Involvement of protein kinase C in chitosan glutamate-mediated tight junction disruption

• Published in: Biomaterials Vol. 26; no. 16; pp. 3269 - 3276
• Main Authors: Smith, Jennifer M., Dornish, Michael, Wood, Edward J.
• Format: Journal Article
• Language: English
• Published: Netherlands Elsevier Ltd 01.06.2005
• Subjects: Animals; Biocompatible Materials - chemistry; Blotting, Western; Caco-2 Cells; Cell Adhesion; Cell Membrane - metabolism; Cell signalling; Chitosan; Chitosan - chemistry; Cytosol - metabolism; Drug delivery; Drug Delivery Systems; Epithelial Cells - metabolism; Epithelium; Epithelium - metabolism; Glutamic Acid - chemistry; Humans; Membrane Proteins - metabolism; Microscopy, Fluorescence; Octoxynol - pharmacology; Permeability; Phosphoproteins - metabolism; Protein Isoforms; Protein Kinase C - chemistry; Protein Kinase C - metabolism; Protein Kinase C-alpha; Signal Transduction; Subcellular Fractions; Tight Junctions - metabolism; Time Factors; Zonula Occludens-1 Protein; Cell signalling; Drug delivery; Chitosan; Epithelium; Cell adhesion
• ISSN: 0142-9612; 1878-5905
• DOI: 10.1016/j.biomaterials.2004.06.020

Chitosan has been successfully used as an excipient for trans-epithelial drug delivery systems.

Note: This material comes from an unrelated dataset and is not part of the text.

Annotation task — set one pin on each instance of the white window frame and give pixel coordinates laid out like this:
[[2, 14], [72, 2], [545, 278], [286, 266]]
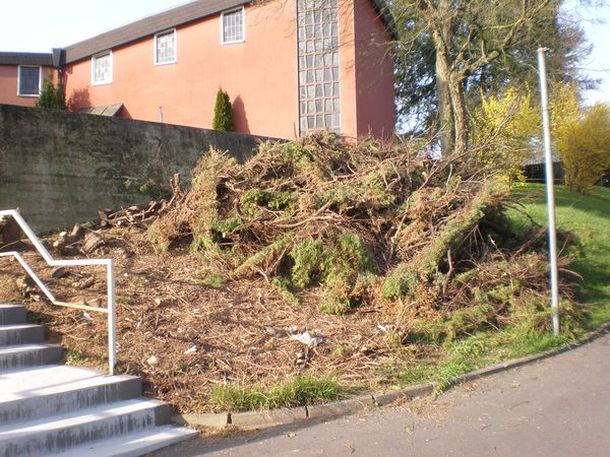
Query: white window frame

It is known to transiently open intercellular tight junctions thus increasing the permeability of an epithelium. In order to investigate the possible role of protein kinases in trans-epithelial delivery, changes in trans-epithelial electrical resistance (‘TEER’) of epithelial (Caco-2) cell monolayers were assessed in response to chitosan glutamate treatment, in the presence and absence of specific protein kinase inhibitors. Changes in subcellular localisation of the tight junction protein ZO-1 observed by immunofluorescence and western blotting of cellular fractions were also assessed. Inhibition of protein kinase C (PKC), but not mitogen activated protein kinase (MAPK) was found to prevent the chitosan-mediated decrease in TEER, and changes in localisation of ZO-1. In order to determine which PKC isozymes were responsible for the chitosan-mediated tight junction disruption, the activation of the PKC isozymes α, β and δ was investigated. A chitosan-mediated translocation of PKC α but not PKC β or δ from the cytosol to the membrane fraction, indicative of PKC α activation was observed. Thus, treatment of Caco-2 cells with chitosan may result in the activation of PKC-dependent signal transduction pathways which affect tight junction integrity.